Queridos amigos, permiti-me que acrescente só duas breves ideias. Muitos falam de Deus; no nome de Deus prega-se também o ódio e pratica-se a violência. Portanto, é importante descobrir o verdadeiro rosto de Deus. Os Magos do Oriente encontraram-no quando se prostraram diante do menino de Belém. «Quem me viu, viu ao Pai», disse Jesus a Filipe (Jo 14,9). Em Jesus Cristo, que por nós permitiu que o seu coração fosse trespassado, se manifestou o verdadeiro rosto de Deus. Segui-lo-emos junto com a multidão dos que nos precederam. Então iremos pelo caminho certo.
Isto significa que não construímos um Deus particular, um Jesus particular, mas que cremos e nos prostramos diante do Jesus que nos mostram as Sagradas Escrituras e que na grande comunidade de fiéis chamada Igreja se manifesta vivo, sempre connosco e ao mesmo tempo sempre diante de nós.
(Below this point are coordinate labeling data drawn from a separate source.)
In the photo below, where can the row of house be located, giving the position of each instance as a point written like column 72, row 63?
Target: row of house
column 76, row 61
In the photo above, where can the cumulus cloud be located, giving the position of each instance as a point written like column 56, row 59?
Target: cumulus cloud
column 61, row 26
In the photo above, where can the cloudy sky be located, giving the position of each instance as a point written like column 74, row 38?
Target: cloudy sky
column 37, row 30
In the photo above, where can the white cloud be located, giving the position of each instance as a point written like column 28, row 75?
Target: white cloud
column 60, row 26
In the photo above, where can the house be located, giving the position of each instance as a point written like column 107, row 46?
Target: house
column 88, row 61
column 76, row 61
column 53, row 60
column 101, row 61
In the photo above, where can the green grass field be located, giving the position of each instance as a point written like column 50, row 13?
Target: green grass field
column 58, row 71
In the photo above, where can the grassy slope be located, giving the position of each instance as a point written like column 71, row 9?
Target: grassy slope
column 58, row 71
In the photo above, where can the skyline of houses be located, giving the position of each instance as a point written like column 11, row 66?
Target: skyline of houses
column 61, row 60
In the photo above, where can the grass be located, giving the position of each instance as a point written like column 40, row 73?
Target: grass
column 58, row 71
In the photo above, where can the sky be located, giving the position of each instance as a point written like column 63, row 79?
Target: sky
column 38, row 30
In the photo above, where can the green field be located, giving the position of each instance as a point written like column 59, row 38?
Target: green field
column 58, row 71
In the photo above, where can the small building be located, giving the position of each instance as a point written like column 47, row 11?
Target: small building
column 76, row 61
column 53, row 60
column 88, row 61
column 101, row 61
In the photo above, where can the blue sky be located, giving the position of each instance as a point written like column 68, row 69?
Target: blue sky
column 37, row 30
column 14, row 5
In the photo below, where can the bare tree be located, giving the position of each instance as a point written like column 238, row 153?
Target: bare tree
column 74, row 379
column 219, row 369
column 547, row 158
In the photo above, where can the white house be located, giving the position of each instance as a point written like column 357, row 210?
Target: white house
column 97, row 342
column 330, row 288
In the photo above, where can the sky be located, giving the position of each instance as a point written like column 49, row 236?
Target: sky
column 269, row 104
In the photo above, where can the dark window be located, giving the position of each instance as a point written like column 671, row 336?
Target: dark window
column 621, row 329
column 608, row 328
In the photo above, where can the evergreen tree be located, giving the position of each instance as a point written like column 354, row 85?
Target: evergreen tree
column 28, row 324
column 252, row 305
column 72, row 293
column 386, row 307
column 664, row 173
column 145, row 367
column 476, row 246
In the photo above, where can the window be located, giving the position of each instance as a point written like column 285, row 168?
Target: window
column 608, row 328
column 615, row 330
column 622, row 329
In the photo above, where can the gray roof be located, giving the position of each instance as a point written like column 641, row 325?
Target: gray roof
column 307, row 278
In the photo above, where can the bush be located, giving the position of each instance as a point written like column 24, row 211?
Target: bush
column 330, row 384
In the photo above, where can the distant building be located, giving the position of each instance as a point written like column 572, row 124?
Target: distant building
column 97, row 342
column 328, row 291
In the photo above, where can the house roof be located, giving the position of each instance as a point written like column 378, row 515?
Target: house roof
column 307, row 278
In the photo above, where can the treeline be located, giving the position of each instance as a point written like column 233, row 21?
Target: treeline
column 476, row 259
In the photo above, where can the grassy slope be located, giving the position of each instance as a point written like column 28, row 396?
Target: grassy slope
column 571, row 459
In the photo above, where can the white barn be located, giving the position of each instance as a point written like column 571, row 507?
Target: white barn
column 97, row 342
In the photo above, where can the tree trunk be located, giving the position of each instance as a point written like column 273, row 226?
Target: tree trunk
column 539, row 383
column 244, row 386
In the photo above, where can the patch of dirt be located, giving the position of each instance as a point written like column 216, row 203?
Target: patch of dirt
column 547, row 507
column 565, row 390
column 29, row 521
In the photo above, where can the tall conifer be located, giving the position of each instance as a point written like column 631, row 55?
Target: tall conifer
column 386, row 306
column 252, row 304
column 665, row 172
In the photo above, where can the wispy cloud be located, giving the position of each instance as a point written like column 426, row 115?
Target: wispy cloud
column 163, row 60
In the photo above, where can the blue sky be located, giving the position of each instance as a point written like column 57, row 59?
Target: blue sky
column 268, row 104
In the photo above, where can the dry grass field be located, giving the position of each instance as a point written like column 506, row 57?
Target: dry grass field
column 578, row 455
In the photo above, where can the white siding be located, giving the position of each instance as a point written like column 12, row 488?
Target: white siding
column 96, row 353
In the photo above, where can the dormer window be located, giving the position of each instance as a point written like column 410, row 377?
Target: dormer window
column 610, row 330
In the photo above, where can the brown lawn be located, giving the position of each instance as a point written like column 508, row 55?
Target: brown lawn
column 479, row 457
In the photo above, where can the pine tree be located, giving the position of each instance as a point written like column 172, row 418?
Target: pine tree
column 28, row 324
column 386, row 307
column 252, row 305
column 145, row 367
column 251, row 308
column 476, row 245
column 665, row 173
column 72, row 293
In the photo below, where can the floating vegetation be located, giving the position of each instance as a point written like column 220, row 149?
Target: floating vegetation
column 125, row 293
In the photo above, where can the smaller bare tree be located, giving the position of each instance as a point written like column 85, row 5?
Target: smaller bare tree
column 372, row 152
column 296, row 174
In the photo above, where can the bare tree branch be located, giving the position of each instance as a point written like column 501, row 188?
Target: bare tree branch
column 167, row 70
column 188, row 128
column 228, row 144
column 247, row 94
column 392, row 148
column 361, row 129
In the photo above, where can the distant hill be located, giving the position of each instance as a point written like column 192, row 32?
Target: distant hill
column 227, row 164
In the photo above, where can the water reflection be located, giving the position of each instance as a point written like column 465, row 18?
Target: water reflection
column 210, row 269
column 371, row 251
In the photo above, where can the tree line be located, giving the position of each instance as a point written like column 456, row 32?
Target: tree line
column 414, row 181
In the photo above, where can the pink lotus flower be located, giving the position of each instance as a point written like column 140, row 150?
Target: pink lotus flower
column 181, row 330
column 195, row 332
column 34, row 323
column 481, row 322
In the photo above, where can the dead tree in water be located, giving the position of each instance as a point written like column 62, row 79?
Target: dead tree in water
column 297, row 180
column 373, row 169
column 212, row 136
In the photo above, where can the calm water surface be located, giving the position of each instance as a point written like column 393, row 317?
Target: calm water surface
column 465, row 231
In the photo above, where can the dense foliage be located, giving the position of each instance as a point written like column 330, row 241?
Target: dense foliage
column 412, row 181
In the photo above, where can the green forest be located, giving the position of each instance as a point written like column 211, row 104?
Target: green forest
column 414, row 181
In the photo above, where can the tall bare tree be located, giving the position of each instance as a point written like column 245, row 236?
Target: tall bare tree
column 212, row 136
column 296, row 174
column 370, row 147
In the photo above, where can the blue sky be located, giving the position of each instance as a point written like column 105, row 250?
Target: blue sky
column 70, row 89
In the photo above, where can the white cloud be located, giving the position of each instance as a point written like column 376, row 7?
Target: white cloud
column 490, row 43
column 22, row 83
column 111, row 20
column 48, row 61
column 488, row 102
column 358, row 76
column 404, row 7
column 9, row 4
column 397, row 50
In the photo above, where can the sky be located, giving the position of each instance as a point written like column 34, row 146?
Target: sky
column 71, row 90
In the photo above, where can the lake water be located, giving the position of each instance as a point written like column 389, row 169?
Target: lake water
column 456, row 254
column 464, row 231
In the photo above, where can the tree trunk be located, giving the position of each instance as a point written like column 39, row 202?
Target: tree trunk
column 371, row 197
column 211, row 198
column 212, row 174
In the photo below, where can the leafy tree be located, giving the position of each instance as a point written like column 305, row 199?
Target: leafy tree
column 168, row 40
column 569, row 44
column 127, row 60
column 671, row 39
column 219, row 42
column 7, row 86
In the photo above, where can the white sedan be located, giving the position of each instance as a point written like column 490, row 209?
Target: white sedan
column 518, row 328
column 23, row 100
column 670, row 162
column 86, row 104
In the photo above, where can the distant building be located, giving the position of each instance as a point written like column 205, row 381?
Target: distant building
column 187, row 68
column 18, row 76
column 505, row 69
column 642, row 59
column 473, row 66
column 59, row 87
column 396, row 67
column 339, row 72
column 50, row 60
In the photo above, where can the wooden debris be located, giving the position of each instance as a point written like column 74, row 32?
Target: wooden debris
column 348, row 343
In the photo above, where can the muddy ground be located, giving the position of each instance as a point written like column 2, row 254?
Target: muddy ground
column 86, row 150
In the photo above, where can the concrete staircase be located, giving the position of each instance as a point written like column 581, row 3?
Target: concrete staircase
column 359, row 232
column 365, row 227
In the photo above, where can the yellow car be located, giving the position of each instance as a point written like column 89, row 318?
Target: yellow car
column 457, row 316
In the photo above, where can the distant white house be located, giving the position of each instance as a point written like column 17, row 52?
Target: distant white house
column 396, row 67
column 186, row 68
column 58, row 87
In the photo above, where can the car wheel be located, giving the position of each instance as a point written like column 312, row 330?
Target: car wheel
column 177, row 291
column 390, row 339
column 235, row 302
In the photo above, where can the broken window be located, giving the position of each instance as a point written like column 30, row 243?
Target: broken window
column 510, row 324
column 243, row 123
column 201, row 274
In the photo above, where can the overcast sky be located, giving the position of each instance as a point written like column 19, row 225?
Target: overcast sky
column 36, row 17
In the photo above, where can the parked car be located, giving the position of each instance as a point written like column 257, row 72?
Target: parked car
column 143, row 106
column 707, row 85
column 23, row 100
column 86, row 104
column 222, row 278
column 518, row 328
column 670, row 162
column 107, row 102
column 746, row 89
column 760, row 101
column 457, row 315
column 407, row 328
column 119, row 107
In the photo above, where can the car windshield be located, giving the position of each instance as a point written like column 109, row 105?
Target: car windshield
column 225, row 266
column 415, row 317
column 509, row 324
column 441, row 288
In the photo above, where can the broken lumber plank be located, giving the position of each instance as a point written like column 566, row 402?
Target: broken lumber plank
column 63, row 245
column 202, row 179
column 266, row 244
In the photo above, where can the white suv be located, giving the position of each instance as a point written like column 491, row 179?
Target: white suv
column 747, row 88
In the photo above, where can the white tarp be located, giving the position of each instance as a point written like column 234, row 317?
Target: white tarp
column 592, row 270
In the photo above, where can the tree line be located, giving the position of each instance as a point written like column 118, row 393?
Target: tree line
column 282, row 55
Pode-se criticar muito a Igreja. Sabemos, e o próprio Senhor nos disse: é uma rede com peixes bons e maus, um campo com trigo e joio. O Papa João Paulo II, que nos mostrou o verdadeiro rosto da Igreja nos numerosos santos que proclamou, também pediu perdão pelo mal causado no decorrer da história pelas palavras ou os actos de homens da Igreja. Deste modo, também a nós nos fez ver a nossa verdadeira imagem, e nos exortou a entrar, com todos nossos defeitos e debilidades, na multidão dos santos que se começou a formar com os Magos do Oriente. No fundo, consola que exista o joio na Igreja. Assim, não obstante todos nossos defeitos, podemos esperar estar ainda entre os que seguem a Jesus, que chamou precisamente aos pecadores. A Igreja é como uma família humana, mas é também, ao mesmo tempo, a grande família de Deus, mediante a qual Ele estabeleceu um espaço de comunhão e unidade em todos os continentes, culturas e nações. Por isso, nos alegramos por pertencer a esta grande família; de ter irmãos e amigos em todo o mundo. Exactamente aqui, em Colónia, experimentamos a beleza de pertencer a uma família tão grande como o mundo, que compreende o céu e a terra, o passado, o presente e o futuro de todas as partes da terra. Nesta grande comitiva de peregrinos, caminhamos juntos com Cristo, caminhamos com a estrela que ilumina a história.
«Entraram na casa, viram o menino com Maria, sua Mãe, e prostrando-se diante d’Ele, adoraram-no» (Mt 2, 11). Queridos amigos, esta não é uma história distante, de tempos passados. É uma presença. Aqui, na Hóstia consagrada. Ele está diante de nós e entre nós. Como então, oculta-se misteriosamente num santo silêncio e, como então, desvela precisamente assim o verdadeiro rosto de Deus. Por nós se fez grão de trigo que cai na terra e morre e dá fruto até o final do mundo (cf. Jo 12, 24). Ele está presente, como então em Belém. E nos convida a essa peregrinação interior que se chama adoração. Ponhamo-nos agora a caminho para esta peregrinação do espírito e peçamos-Lhe que nos guie. Amén.